Морев, кстати, считает, что причина мягкости, проявленной в 1934 году к поэту – в том, что Сталину не показали крамольное стихотворение. Мне это не кажется доказанным (едва ли Сталин, с его болезненной мнительностью и въедливостью, стал бы лично решать судьбу поэта, не ознакомившись во всех подробностях с делом). Но это не так важно; существенна мотивация не Сталина, а Мандельштама – и та ситуация, перед лицом которой он оказался. Которая, заметим, по существу не так уж отличалась от ситуации Пастернака, Заболоцкого, Платонова, Олеши, Бабеля, Шкловского, Тынянова, отчасти даже Вагинова. Все эти писатели, субъективно сделав выбор в пользу советского общественно-государственного проекта, были тем не менее, кто в большей, кто в меньшей степени, обречены либо на драматические и конфликтные отношения с официозом, либо на вынужденное и мучительное аутсайдерство.
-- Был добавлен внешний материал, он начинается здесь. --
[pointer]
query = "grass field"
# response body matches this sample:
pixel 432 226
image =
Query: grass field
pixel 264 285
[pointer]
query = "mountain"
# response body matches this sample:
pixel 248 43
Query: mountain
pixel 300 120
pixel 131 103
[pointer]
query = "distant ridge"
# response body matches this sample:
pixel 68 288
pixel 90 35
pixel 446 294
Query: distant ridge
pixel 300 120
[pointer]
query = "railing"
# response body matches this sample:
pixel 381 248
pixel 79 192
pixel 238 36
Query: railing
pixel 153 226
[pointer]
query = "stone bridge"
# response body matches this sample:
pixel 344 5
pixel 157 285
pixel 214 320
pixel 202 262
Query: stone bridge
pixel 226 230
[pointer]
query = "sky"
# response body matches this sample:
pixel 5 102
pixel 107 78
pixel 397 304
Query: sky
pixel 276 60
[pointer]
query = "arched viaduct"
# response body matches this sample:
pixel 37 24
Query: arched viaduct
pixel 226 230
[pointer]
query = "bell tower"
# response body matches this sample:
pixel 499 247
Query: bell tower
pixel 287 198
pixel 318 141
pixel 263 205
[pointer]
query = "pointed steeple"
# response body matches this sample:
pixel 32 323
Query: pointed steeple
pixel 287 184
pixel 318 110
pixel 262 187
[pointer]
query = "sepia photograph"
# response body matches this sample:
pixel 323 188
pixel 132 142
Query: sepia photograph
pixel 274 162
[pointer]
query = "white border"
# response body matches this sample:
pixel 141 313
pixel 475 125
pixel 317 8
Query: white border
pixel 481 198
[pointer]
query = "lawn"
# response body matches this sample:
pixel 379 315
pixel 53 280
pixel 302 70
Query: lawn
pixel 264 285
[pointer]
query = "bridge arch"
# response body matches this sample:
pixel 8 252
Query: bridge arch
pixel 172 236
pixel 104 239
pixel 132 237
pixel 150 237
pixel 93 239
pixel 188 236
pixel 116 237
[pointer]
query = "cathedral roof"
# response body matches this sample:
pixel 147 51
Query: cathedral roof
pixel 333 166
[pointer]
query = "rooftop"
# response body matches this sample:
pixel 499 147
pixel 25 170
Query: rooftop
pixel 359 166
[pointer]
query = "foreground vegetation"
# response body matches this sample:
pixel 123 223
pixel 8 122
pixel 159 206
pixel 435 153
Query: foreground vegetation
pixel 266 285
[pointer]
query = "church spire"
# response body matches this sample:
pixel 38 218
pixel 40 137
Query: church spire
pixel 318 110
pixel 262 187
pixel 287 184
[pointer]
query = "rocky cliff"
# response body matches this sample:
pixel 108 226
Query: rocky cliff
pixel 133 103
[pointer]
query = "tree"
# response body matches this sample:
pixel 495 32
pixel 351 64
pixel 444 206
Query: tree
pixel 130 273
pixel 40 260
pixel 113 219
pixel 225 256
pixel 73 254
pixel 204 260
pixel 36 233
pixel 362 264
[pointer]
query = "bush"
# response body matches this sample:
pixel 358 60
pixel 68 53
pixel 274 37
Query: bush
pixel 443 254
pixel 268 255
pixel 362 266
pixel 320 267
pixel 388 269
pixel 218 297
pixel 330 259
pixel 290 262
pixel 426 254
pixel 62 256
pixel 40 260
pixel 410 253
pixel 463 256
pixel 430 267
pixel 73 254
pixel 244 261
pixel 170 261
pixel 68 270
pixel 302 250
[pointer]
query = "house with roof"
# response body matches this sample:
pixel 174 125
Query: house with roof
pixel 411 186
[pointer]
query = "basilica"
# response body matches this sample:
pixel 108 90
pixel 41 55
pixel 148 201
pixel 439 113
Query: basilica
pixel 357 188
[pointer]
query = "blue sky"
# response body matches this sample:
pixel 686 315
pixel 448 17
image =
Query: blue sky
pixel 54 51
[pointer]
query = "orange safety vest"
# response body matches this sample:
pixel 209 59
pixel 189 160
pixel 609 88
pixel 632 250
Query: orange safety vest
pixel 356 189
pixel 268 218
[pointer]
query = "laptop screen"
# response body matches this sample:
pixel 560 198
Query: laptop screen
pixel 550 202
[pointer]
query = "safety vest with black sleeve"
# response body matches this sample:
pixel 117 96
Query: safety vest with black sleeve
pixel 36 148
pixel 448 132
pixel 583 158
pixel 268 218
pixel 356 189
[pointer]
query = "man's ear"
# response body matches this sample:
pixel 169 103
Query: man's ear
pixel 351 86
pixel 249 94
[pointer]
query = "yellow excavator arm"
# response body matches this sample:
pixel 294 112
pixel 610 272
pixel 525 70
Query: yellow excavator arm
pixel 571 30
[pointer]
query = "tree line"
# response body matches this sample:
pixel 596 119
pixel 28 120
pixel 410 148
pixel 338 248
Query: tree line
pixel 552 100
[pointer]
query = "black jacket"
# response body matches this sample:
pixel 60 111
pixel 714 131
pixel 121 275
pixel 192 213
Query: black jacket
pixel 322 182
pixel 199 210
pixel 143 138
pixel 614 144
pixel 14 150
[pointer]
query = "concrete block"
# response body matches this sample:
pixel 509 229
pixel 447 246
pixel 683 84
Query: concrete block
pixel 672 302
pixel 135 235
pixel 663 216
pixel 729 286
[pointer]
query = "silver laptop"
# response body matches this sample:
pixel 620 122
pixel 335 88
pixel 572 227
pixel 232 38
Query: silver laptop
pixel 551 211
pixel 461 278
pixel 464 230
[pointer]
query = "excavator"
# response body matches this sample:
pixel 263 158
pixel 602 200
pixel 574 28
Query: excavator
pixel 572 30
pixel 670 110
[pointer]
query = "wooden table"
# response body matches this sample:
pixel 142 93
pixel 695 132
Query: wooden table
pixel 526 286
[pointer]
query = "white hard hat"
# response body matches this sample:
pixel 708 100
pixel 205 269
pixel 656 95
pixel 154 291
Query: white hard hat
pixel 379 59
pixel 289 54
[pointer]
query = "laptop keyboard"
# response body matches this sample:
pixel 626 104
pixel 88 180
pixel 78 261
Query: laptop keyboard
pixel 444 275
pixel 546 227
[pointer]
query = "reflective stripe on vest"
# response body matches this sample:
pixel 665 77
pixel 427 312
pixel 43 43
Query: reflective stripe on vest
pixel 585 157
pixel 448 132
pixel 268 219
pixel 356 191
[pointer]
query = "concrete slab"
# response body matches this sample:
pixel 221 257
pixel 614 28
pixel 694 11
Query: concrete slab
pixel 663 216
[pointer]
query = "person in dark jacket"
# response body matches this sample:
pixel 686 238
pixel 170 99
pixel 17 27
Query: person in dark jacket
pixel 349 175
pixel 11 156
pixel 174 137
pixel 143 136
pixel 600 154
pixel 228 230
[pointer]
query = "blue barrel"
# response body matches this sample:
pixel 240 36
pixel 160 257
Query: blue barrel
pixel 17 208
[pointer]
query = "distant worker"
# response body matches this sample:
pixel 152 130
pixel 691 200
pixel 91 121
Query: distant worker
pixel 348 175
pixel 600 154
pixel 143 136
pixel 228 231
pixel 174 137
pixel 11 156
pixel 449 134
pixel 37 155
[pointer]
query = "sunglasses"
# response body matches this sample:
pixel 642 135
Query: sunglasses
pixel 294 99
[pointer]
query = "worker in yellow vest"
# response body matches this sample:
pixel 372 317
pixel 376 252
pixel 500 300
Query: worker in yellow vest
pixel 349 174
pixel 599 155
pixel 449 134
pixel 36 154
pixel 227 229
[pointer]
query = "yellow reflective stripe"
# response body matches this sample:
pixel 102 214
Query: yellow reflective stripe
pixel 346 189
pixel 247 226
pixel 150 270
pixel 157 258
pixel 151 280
Позиция Ахматовой, выбравшей в 1920-30-е годы аутсайдерский статус добровольно (чему Морев посвящает немало страниц, противопоставляя стратегию двух связанных многолетней дружбой великих поэтов), скорее была исключением.
Своеобразие судьбы и позиции Мандельштама в том, что в рамках официальной и полуофициальной картины мира ему мог быть предоставлен в лучшем случае статус «спеца», человека старого мира, способного подарить новому миру техническое мастерство, но чуждого актуальной советской жизни. Но эта по-своему комфортная позиция не устраивала его. Мандельштам всячески стремится подчеркнуть свою неразрывную связь с «веком» («я тоже современник») – более того, свое как поэта важнейшее место в этой современности. Эти претензии поочередно вызывают насмешки, раздражение, страх – и в конечном счете приводят к гибели поэта.
И вот, собственно, последний вопрос, ответ на который в умной и дельной книге Морева все-таки не проговорен до конца: почему, казалось бы, тупиковый в социокультурном смысле путь, избранный поэтом, не только не разрушил его гений, но и не помешал (или даже способствовал) его небывалому расцвету? По-видимому, дело в том, что «принятие революции» означало нечто большее, чем лояльность новой государственности (которая автоматически подразумевалась для всех, оставшихся в России). Речь шла о принципиальном согласии и солидаризации с «красной» утопией – то есть признании за коммунистическим сверхпроектом права на будущее. Отрешение от этого будущего означало катастрофу, погибель. Поэтому основным мотивом многих важнейших произведений русской поэзии 1920-30-х становится или трагическое принятие и переживание этой гибели (скажем, «Элегия» Введенского), или борьба за собственную редакцию утопии, за власть над ней (например, «Торжество земледелия» Заболоцкого). Вершинное творчество Мандельштама удивительным образом объединяет эти два пути, синтезирует их – и таким образом находят разрешение противоречия его человеческой судьбы и политической позиции.